The west does not need to retreat behind its individual borders as Sarah Palin or Marine Le Pen would have us do. Instead, we need to consider the idea of an Atlantic Union of North America and the European Union, based on free trade, shared employment rights and a common trade area, as well as a united approach to China and Russia.
Is it a radical concept? Absolutely. It’ll drive right wing Republicans and French National Fronters nuts. But let us be clear: At the moment, we are losing. It’s time to get back in the game.
There are two men who have a serious chance of being sworn in on the 20th of January 2013 as President of the United States. We cannot be sure as to which one it shall be. However, we can be sure of one thing from day one of the next presidential term, and that is that at least 40% of the American electorate will probably hate the president, deny him anything but the most perfunctory loyalty and regard him as a holder of values not just different from theirs but almost alien.
This is not good, nor is it normal. Across the western world voters are disappointed that “their” party is not elected, but even Margaret Thatcher had the respect of many voters who would not vote for her. The recent decision of Senator Olympia Snowe to not seek another term because of the poisonous atmosphere in US politics is a dire warning, as were the attacks on Jon Huntsman for serving his country as US ambassador to China. If the Democratic and Republican parties, and their respective hardcore voters now regard their political opponents as little better than an alien occupying power, then the US has to ask itself some very hard questions. Can it continue in its current format?
Or, should the United States look to the European Union model as one flexible enough to allow Americans of all persuasions and values to live peacefully? The EU is by no means perfect, and indeed needs to copy many of the US’s successes. But it also recognises within its 28 states a wide variety of different values and beliefs. Moreover, the EU, through its treaty mechanism, recognises the need to adjust its governing constitution as society changes.
Is it time for the US to follow suit? Is it time to draft a new US constitution which allows states more leeway on everything from abortion to same sex marriage to healthcare mandates, and to put such a constitution to the people? Some would say such a proposition is inherently conservative in its strict constructionism, but bear in mind that the more populous liberal states could also use such an opportunity to devolve powers on social issues to themselves, freeing themselves from over-represented low-population conservative states. They could also deal with the anomaly that so called low tax red states seem to be subsidisised by the blue states.

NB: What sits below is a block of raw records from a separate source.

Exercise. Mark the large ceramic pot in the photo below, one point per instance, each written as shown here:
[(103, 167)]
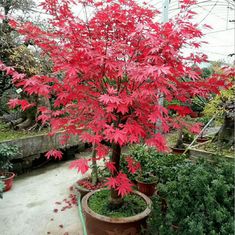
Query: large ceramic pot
[(102, 225), (7, 178), (146, 188)]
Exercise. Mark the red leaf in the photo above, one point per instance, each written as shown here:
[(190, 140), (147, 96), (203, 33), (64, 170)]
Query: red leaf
[(111, 182), (132, 165), (81, 165), (111, 167)]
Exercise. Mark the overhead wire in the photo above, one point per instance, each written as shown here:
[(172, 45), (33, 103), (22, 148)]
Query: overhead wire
[(209, 12)]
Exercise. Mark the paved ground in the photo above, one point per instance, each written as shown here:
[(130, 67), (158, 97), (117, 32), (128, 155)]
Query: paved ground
[(28, 208)]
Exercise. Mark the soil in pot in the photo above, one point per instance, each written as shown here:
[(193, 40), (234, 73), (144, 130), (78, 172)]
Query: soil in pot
[(84, 186), (7, 178), (102, 220), (133, 204)]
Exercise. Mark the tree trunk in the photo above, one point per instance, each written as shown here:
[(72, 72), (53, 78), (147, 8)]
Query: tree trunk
[(94, 173), (225, 136), (116, 200)]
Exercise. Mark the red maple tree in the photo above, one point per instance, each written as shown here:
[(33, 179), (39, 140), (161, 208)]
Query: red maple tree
[(112, 63)]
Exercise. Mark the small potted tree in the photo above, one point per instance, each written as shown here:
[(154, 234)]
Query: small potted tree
[(2, 186), (146, 183), (6, 154), (92, 182), (116, 62)]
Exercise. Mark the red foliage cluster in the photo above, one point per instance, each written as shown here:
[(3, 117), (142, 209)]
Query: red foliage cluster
[(111, 66)]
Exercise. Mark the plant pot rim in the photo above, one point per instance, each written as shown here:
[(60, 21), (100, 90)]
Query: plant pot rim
[(76, 185), (120, 220), (140, 181), (8, 175)]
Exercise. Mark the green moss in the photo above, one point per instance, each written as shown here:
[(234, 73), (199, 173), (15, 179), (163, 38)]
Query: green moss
[(7, 133), (133, 204)]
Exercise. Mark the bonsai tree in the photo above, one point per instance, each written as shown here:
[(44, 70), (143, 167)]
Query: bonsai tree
[(111, 66), (7, 153), (223, 106)]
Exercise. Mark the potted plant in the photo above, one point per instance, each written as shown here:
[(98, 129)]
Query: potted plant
[(179, 147), (146, 183), (106, 85), (2, 186), (6, 154), (92, 182)]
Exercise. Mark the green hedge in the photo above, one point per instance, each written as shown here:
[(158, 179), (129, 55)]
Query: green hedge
[(197, 199)]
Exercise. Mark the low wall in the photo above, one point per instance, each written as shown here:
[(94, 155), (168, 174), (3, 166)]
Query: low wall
[(32, 148), (42, 143)]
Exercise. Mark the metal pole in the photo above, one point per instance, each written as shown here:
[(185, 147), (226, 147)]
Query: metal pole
[(165, 10)]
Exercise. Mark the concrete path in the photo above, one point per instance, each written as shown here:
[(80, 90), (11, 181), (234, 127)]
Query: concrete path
[(28, 208)]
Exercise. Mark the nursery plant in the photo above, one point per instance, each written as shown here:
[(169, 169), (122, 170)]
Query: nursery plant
[(197, 199), (7, 153), (2, 186), (111, 65)]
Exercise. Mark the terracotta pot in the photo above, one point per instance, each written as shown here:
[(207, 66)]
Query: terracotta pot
[(202, 139), (146, 188), (7, 180), (103, 225), (177, 150)]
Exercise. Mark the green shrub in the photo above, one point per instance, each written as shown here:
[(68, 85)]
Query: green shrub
[(159, 164), (198, 200), (7, 153)]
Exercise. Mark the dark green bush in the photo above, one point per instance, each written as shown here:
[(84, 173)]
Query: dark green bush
[(159, 164), (7, 153), (197, 200)]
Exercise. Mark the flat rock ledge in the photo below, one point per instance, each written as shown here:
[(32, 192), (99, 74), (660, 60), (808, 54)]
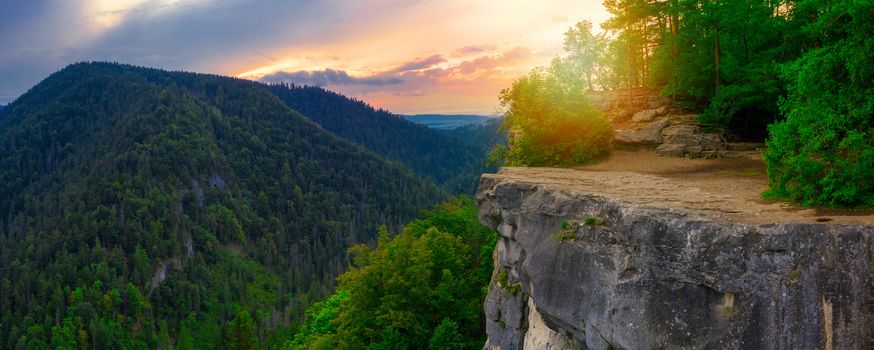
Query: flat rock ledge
[(583, 265)]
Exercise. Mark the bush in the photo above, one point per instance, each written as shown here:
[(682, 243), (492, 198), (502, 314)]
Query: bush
[(823, 152), (551, 121)]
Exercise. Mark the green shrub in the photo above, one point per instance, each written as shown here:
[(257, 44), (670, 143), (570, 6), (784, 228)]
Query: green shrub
[(551, 121), (823, 152)]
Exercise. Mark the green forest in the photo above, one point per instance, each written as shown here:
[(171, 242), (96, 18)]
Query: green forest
[(455, 162), (141, 208), (797, 74)]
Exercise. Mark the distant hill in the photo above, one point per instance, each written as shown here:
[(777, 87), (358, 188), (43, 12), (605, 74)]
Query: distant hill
[(139, 206), (447, 160), (447, 121)]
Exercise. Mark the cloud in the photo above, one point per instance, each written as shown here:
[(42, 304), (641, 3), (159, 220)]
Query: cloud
[(513, 56), (328, 77), (419, 64), (469, 50)]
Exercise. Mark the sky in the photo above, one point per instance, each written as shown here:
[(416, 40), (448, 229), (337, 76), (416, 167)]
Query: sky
[(407, 56)]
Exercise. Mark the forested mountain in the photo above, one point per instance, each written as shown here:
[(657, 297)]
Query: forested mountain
[(141, 208), (480, 136), (447, 121), (429, 153)]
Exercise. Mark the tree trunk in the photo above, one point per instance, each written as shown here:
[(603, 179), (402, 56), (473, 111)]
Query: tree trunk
[(716, 80)]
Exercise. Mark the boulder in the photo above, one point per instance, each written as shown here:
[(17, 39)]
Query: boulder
[(644, 116), (671, 150), (649, 134), (656, 276)]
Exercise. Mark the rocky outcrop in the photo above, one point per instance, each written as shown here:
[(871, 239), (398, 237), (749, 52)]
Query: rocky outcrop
[(649, 134), (576, 267)]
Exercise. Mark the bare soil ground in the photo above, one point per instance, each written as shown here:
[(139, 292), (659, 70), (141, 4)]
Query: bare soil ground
[(725, 189)]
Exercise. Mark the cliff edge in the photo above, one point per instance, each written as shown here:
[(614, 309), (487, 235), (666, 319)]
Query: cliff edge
[(632, 255)]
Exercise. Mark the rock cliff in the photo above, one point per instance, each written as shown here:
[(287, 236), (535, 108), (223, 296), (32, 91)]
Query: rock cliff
[(618, 260)]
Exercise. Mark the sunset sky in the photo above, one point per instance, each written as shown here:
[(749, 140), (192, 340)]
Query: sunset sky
[(408, 56)]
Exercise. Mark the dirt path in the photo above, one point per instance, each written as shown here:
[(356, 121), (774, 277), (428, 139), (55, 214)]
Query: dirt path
[(727, 189)]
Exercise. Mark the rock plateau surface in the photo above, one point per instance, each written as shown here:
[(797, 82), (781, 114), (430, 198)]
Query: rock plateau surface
[(624, 260)]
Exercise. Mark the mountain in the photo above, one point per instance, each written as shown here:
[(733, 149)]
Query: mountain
[(447, 121), (446, 159), (481, 136), (141, 208)]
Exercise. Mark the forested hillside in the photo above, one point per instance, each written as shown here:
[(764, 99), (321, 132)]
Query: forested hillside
[(141, 208), (794, 73), (426, 151)]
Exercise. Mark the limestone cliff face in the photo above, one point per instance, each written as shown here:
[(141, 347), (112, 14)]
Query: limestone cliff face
[(579, 270)]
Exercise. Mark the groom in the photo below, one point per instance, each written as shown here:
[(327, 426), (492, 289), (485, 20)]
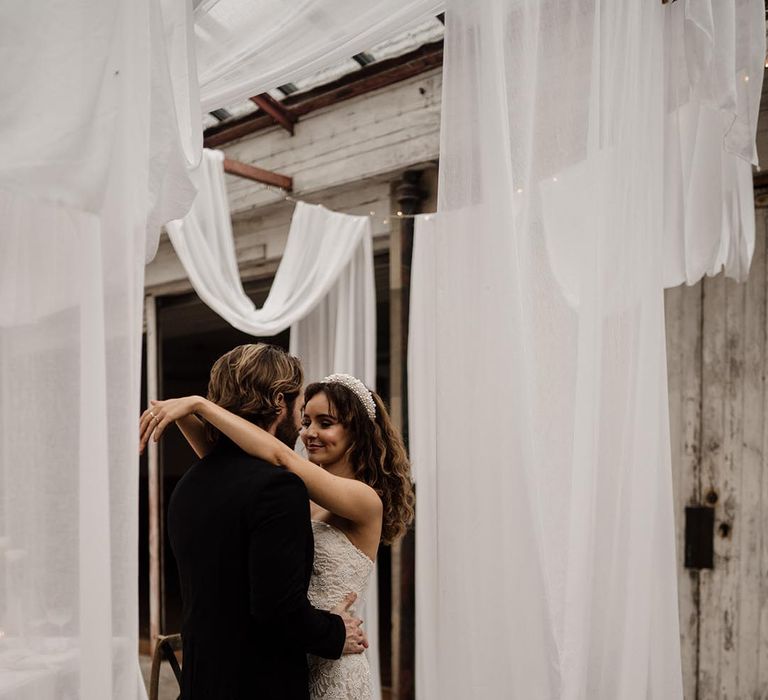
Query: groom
[(241, 534)]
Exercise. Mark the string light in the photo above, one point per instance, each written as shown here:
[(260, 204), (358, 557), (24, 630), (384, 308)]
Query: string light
[(289, 198)]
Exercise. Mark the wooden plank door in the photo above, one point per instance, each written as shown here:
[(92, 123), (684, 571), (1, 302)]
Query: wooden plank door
[(716, 344)]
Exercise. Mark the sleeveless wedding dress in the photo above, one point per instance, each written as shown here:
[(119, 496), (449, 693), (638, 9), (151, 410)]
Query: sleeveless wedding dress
[(339, 568)]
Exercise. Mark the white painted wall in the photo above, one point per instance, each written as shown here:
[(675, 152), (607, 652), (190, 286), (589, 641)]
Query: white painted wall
[(344, 157)]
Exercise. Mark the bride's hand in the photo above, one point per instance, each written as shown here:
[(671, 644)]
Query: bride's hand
[(161, 413)]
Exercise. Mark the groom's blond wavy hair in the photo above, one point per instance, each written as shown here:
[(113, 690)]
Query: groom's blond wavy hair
[(248, 381)]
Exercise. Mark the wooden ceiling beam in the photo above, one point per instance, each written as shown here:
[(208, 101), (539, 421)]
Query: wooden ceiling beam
[(251, 172), (373, 77), (269, 105)]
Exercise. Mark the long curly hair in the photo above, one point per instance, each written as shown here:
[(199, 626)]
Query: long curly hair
[(376, 453)]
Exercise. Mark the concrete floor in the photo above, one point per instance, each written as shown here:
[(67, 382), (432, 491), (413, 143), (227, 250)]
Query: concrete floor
[(169, 689)]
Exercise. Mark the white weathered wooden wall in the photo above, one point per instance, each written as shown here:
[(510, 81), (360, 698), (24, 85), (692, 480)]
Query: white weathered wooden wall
[(345, 156), (717, 363)]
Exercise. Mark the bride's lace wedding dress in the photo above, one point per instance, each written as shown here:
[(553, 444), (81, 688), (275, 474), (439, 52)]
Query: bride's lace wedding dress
[(339, 568)]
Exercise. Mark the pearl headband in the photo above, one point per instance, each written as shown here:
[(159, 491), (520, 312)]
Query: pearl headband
[(357, 388)]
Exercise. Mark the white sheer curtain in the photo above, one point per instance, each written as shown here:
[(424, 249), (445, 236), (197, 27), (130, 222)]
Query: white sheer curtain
[(325, 252), (715, 55), (84, 98), (246, 48), (324, 290), (540, 442)]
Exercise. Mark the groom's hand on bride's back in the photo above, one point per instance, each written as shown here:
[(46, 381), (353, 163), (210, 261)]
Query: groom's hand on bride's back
[(356, 641)]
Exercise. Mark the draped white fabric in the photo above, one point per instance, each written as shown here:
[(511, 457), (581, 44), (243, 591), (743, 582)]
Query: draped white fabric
[(714, 72), (540, 442), (324, 290), (326, 252), (246, 48), (422, 446), (84, 98)]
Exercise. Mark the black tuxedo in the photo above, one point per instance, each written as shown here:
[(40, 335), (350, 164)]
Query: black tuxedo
[(241, 534)]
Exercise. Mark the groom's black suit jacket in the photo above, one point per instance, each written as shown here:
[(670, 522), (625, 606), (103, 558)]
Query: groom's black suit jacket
[(241, 534)]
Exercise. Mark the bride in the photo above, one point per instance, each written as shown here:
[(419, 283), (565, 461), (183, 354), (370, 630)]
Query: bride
[(358, 479)]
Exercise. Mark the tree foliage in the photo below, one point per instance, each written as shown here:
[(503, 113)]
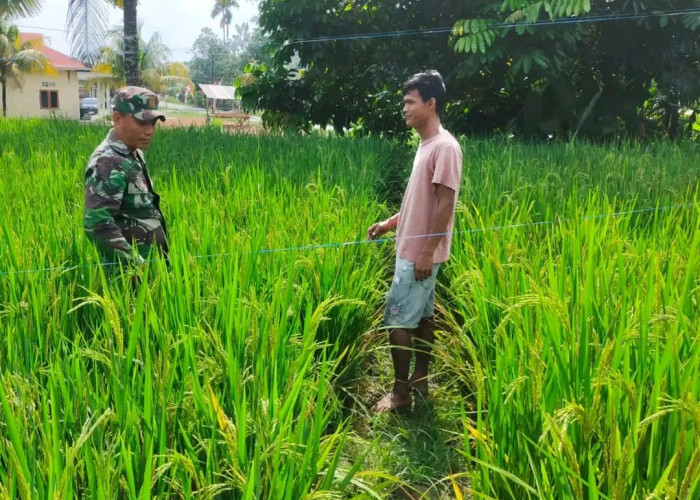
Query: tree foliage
[(19, 8), (86, 21), (558, 68), (155, 71), (18, 58), (564, 67)]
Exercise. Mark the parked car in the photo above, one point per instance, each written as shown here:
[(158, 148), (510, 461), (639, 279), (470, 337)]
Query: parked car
[(88, 107)]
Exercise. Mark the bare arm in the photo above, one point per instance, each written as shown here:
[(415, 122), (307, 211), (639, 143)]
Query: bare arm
[(444, 209), (380, 228)]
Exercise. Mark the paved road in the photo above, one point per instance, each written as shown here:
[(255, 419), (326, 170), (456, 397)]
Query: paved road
[(183, 107)]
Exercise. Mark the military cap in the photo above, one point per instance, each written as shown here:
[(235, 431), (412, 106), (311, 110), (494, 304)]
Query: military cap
[(139, 102)]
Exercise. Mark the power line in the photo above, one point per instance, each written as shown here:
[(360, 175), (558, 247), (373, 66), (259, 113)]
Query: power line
[(444, 30)]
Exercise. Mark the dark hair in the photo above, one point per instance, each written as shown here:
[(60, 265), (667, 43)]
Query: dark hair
[(429, 84)]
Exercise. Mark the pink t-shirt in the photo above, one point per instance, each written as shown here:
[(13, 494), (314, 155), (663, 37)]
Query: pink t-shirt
[(438, 161)]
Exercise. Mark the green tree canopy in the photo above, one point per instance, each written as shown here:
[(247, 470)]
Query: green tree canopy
[(600, 68), (18, 58)]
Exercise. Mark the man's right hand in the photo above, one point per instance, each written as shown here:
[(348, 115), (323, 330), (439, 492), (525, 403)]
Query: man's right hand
[(377, 230)]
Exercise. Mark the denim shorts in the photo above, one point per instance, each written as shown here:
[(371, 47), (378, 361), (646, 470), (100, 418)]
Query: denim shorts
[(409, 300)]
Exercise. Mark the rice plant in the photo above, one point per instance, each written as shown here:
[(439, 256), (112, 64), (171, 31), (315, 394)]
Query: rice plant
[(568, 362)]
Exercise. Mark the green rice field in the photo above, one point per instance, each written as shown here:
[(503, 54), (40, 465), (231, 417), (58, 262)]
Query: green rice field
[(567, 364)]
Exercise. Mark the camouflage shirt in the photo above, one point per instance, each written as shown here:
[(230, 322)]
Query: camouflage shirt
[(121, 206)]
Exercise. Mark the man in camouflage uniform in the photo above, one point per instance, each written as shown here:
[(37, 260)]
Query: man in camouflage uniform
[(121, 207)]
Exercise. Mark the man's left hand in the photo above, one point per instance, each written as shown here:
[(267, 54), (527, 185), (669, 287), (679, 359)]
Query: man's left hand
[(424, 267)]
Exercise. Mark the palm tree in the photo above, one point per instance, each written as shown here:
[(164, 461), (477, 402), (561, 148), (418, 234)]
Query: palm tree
[(17, 58), (223, 8), (86, 21), (19, 8), (153, 67), (131, 42), (88, 15)]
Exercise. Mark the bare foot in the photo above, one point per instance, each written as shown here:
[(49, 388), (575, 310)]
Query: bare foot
[(419, 383), (392, 401)]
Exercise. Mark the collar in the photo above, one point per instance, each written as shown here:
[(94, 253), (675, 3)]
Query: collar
[(116, 144)]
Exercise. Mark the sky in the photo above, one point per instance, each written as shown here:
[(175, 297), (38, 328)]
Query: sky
[(179, 22)]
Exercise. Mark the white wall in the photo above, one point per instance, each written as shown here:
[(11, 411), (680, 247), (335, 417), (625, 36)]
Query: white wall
[(25, 102)]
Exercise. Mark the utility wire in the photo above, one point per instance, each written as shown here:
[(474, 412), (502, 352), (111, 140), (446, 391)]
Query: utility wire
[(443, 30)]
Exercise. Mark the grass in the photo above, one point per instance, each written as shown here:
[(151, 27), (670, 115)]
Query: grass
[(567, 366)]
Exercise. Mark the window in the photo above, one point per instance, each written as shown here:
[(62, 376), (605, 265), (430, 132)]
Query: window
[(49, 99)]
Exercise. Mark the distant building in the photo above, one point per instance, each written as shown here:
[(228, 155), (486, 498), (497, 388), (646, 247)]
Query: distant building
[(44, 96)]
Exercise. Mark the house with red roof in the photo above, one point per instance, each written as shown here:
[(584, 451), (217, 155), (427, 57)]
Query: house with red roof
[(48, 95)]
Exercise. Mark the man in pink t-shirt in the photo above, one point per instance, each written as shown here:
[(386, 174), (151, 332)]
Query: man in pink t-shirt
[(423, 235)]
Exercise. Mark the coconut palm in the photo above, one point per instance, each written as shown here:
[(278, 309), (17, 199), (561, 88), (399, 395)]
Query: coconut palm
[(17, 58), (86, 21), (154, 70), (223, 8), (19, 8)]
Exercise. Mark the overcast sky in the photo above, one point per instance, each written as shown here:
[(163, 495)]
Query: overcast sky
[(179, 22)]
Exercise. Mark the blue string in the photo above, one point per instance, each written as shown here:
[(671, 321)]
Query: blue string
[(319, 246)]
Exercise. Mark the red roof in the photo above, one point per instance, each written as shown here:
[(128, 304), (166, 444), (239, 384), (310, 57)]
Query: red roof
[(57, 59)]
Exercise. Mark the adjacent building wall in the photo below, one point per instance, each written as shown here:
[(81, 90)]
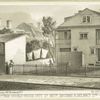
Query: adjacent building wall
[(16, 50)]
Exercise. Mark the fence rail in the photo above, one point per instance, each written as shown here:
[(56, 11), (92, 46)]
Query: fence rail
[(61, 70)]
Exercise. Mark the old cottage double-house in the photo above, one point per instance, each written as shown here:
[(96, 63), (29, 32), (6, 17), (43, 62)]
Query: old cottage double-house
[(79, 33), (12, 47)]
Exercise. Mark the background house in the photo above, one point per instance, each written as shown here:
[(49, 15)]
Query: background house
[(81, 33), (12, 47)]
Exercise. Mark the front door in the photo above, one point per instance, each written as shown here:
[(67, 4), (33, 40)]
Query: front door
[(98, 54)]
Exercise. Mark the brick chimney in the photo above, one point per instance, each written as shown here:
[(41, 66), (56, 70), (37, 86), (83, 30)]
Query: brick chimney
[(8, 24)]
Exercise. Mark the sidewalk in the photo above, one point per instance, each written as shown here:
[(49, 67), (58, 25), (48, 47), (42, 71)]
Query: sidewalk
[(93, 83)]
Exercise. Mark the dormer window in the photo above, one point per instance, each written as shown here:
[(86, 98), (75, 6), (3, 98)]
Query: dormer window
[(86, 19)]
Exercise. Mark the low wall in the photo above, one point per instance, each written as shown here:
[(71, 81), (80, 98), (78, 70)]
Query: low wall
[(73, 58)]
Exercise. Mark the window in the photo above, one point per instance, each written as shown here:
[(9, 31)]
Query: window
[(86, 19), (67, 35), (65, 49), (92, 50), (84, 35)]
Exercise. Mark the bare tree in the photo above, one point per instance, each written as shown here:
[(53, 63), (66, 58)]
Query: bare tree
[(49, 31)]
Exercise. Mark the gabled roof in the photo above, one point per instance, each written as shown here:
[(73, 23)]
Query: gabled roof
[(80, 11), (7, 37), (65, 23)]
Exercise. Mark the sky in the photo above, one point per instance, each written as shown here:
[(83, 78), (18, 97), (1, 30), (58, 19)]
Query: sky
[(57, 11)]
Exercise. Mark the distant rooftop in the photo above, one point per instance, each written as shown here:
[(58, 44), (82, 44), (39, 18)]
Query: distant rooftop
[(8, 37)]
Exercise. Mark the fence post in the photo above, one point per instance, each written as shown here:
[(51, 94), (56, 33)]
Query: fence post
[(36, 68), (23, 69), (66, 68), (85, 70)]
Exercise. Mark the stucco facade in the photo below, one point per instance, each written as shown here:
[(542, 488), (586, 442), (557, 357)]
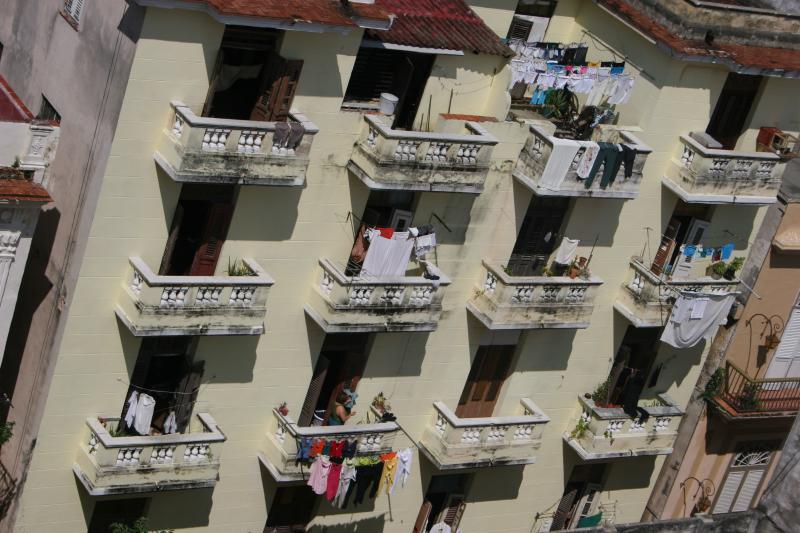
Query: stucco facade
[(288, 231)]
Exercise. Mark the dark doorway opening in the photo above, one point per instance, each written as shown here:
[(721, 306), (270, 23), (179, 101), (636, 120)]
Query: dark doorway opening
[(733, 107), (199, 228)]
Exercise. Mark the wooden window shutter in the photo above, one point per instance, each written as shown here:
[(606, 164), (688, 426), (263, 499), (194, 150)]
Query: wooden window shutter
[(205, 261), (187, 395), (666, 247), (279, 87), (314, 390), (422, 517)]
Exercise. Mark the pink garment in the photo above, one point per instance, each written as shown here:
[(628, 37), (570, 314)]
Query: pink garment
[(318, 479), (333, 481)]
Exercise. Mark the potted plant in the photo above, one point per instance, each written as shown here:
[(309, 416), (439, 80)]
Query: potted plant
[(734, 266)]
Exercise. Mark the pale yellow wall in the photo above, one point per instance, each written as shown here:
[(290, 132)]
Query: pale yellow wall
[(286, 230)]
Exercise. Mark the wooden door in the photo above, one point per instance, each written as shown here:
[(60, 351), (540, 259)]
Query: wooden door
[(186, 394), (665, 248), (694, 236), (538, 236), (489, 371), (216, 230), (278, 87)]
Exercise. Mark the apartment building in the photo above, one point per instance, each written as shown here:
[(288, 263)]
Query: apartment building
[(751, 398), (68, 76), (226, 293)]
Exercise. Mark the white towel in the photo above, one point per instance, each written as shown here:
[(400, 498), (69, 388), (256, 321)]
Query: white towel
[(567, 251), (144, 414)]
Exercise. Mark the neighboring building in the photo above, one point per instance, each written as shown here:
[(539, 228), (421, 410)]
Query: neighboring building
[(68, 62), (754, 395), (224, 276)]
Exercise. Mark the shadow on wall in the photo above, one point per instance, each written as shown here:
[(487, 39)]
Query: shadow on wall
[(396, 355)]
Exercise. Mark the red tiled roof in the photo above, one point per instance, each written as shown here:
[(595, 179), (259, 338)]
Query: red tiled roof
[(738, 56), (14, 187), (443, 24), (326, 12), (12, 109)]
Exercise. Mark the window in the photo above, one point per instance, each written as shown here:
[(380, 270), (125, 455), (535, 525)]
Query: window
[(73, 8), (48, 112), (744, 477)]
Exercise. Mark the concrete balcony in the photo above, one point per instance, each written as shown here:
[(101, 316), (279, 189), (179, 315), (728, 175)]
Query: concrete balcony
[(451, 442), (153, 305), (536, 156), (608, 433), (109, 465), (341, 303), (703, 175), (422, 161), (279, 451), (214, 150), (517, 302), (645, 299), (741, 397)]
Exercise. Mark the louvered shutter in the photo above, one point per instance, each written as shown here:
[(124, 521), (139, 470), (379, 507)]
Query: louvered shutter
[(728, 492), (664, 251), (749, 487), (205, 260)]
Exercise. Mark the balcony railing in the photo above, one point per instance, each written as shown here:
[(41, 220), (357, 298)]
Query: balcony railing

Would there be problems? Of course. For one, such a proposal, allowing states to anchor their social values into their own state constitutions, free from federal interference, would almost certain cause significant migration as women and gays and minorities fled certain states. For that same reason, it would probably cause considerable loss of foriegn direct investment as, say, European investors object to investing in states where gay bullying is subtly encouraged.
But so what? It would address the sore tooth at the heart of US politics, and allow for people in conservative states to share lunch counters with their own kind, whilst freeing up liberal states to make their own decisions.